The real beneficiary of any judgment

  1. Mr Voukidis submitted that by reason of security granted to Headland Properties Pty Ltd, in support of an advance under a loan agreement dated 28 April 2012, any proceeds from a judgment would pass immediately to Headland.  Headland is owned and controlled by Mr and Mrs Taylor.  Thus, he submitted, the purpose of the proceeding should be defined by the predicted outcome of a successful claim.  That purpose is to benefit Headland, and ultimately Mr and Mrs Taylor, and not the beneficiaries under the trust.

  1. The evidence given by Mr Taylor on this matter was unsatisfactory.  According to him, the loan agreement was prepared in order to resist an application by Mr Voukidis to wind up Break Fast.  He claimed that no advance was ever made, although draft accounts of Break Fast indicate otherwise.

  1. The loan agreement was exhibited to an affidavit sworn by Mr Voukidis on 11 August 2016, although the agreement had been mentioned in an affidavit, and at a directions hearing, much earlier.  In an affidavit sworn 8 March 2016, in the Break Fast proceeding, Mr Voukidis complained about the existence of a loan agreement under which Break Fast was entitled to draw down on a facility with Headland of up to $1 million.  Compounding interest, at the rate of 2 per cent per month, was payable.  There was a higher penalty interest rate.

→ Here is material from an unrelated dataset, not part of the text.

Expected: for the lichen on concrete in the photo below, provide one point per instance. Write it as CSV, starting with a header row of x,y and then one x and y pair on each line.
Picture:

  1. The loan document had been produced by Mr Taylor, on behalf of Break Fast, in response to a notice to produce, issued on behalf of Mr Voukidis, dated 3 November 2015.  Also produced at the same time were draft accounts for Break Fast which recorded a debt due to Headland of $289,467.04 as at 30 June 2013, increasing in the subsequent year to $433,858.88. 

  1. Following production of the documents, Mr Voukidis’ solicitor sought an explanation from his counterpart of the circumstances in which the loan agreement had been made, and enquired whether Headland was a secured creditor.  Mr Sinisgali, then solicitor for Break Fast, declined to provide a response, on the ground that Mr Voukidis had no interest in the trust.  Further enquiries were made in February and again in early March 2016, shortly before a directions hearing that took place on 10 March 2016. 

  1. At the hearing on 10 March 2016, counsel for Mr Voukidis made reference to an affidavit sworn 8 March 2016 in the context of a submission that a proposed third party claim by Break Fast, as a defendant to the Ambridge proceeding, should not be allowed.  At a directions hearing on 11 May 2016, counsel for Ambridge foreshadowed an application for leave to proceed against Mr Voukidis, who by then was a bankrupt, to be made in the Federal District Court.  Following discussion about various related matters, such as variations to freezing orders, and the claim by Jonathan and Michelle Keene, the further hearing of various applications was adjourned to 12 August 2016.  On that day the court was advised that leave had been granted for Ambridge to proceed against Mr Voukidis.  Once again counsel for Mr Voukidis questioned whether Ambridge had any legitimate interest in the outcome of proposed proceedings.  The plaintiff’s application for leave to amend and to proceed against Mr Voukidis and other defendants was adjourned for hearing on 26 August 2016.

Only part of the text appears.